# How did the F28 have such a good L/D ratio?

The second link given on a Google search for "Breguet Equation" is to a PDF document from MIT. On page 7 of this document is a chart showing L/D ratios for various commercial aircraft (turboprop, regional jet, and "large aircraft") plotted against the year the aircraft entered service. Below is an image of this chart:

What appears to stand out (at the top of the chart) is the Fokker F28 aircraft.

From an engineering and operational perspective, what enabled that aircraft to have such a high L/D ratio?

Also, I thought that the F50 / F70 / F100 aircraft had the F28's wing (or an evolutionary version). Why didn't these aircraft have an equally good L/D ratio?

• The F 50 is a development of the F-27 and has a different wing. Jun 3 '17 at 21:25
• @PeterKämpf: Thanks, corrected. Jun 4 '17 at 15:37

They just got this wrong. I have flown F28-1000 and -4000, the F100 and the B767-300. The most feet per nautical mile lost of these with idle power at any given Indicated Air Speed (say 270-280 below 25000 ft) is the F28-1000 (around 475 fpnm) then the F28-4000 at about 425 fpnm, then the F100 at about 350 fpnm and the best is the B767 at about 300-330.The 425 fpnm figure for the -4000 was measured by me around 2004 to get data for MS Flight Sim. All the rest are educated guesses.

Taken as I am with the little Fokkers because I used to walk around the flight line and see them being built, I reckon that's a mistake. The F-28 having a better L/D ratio than the F-27 with its long slender wings doesn't sound right to me. The F100 with its supercritical wing definitely should have better L/D than F28.

The two entries for F-28 in figure 1.4 seem very similar to the entries in Figure 1.9 of the MIT document that you mention.

• The supercritical wing only helps at higher Mach numbers, but the F 100 had a higher aspect ratio than the F-28, so I agree with your verdict. The low sweep angle helps in comparison with other jets, but not enough to make the graph look credible. Jun 3 '17 at 21:46
• I agree with both Koyovis and Peter... The data look suspect. Of course, the horizontal locations of aircraft are the same on both charts (x-axis is year of introduction in service). Jun 4 '17 at 8:32
• Indeed. The y-values seem similar as well. Jun 4 '17 at 12:54
• A little like comparing Vmin sink to Vbg, no? Oct 9 '20 at 2:52

There is one possible explanation in the analysis of the airfoil and the airspeed it is flown at. A cambered wing, such as the Davis or the DAE-21, will produce superb lift to drag ratios, but at much lower airspeeds than supercritical wings fly at.

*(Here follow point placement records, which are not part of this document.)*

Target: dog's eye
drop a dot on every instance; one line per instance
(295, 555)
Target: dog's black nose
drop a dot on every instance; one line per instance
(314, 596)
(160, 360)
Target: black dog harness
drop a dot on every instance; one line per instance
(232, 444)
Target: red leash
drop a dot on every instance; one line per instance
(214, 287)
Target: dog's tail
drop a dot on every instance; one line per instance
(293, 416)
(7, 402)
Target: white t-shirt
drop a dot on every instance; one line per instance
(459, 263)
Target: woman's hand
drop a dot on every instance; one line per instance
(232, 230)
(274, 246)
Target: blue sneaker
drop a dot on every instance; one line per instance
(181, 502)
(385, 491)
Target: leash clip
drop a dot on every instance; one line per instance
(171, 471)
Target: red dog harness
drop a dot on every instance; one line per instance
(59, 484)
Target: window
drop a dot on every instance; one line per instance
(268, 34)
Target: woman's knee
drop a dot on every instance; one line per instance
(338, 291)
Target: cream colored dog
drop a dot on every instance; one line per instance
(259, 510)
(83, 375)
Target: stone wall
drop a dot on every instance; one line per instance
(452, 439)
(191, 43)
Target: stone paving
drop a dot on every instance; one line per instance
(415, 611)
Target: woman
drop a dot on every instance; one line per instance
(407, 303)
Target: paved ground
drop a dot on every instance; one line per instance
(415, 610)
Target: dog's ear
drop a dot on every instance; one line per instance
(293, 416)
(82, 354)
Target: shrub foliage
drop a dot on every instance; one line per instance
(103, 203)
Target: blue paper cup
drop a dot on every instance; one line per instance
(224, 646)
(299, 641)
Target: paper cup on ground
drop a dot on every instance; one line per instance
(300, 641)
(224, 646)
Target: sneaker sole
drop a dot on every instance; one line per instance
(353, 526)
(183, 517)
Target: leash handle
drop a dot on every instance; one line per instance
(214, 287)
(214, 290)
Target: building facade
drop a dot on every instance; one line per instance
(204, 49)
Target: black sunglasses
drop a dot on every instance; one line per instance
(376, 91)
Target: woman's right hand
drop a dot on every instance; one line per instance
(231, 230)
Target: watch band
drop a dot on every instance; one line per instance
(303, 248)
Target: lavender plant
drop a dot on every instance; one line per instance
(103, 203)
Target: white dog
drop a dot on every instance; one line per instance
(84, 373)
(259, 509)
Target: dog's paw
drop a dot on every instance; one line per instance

The Breuget Equation is as follows:

Range = Velocity × Lift/Drag x Specific Impulse × ln(W2/W1)

Specific Impulse is Thrust/fuel flow rate, Weight = Lift, Thrust = Drag, therefor:

Range = Velocity × Weight/fuel flow rate × ln(W2/W1).

The faster, heavier plane with the lowest fuel flow rate becomes "tops of the charts" in any year. The graph, though interesting, seems to only point out the F-28 lifts more weight/drag at the speed it flies at per given unit of time, but not per given mile. I would ask more of MIT.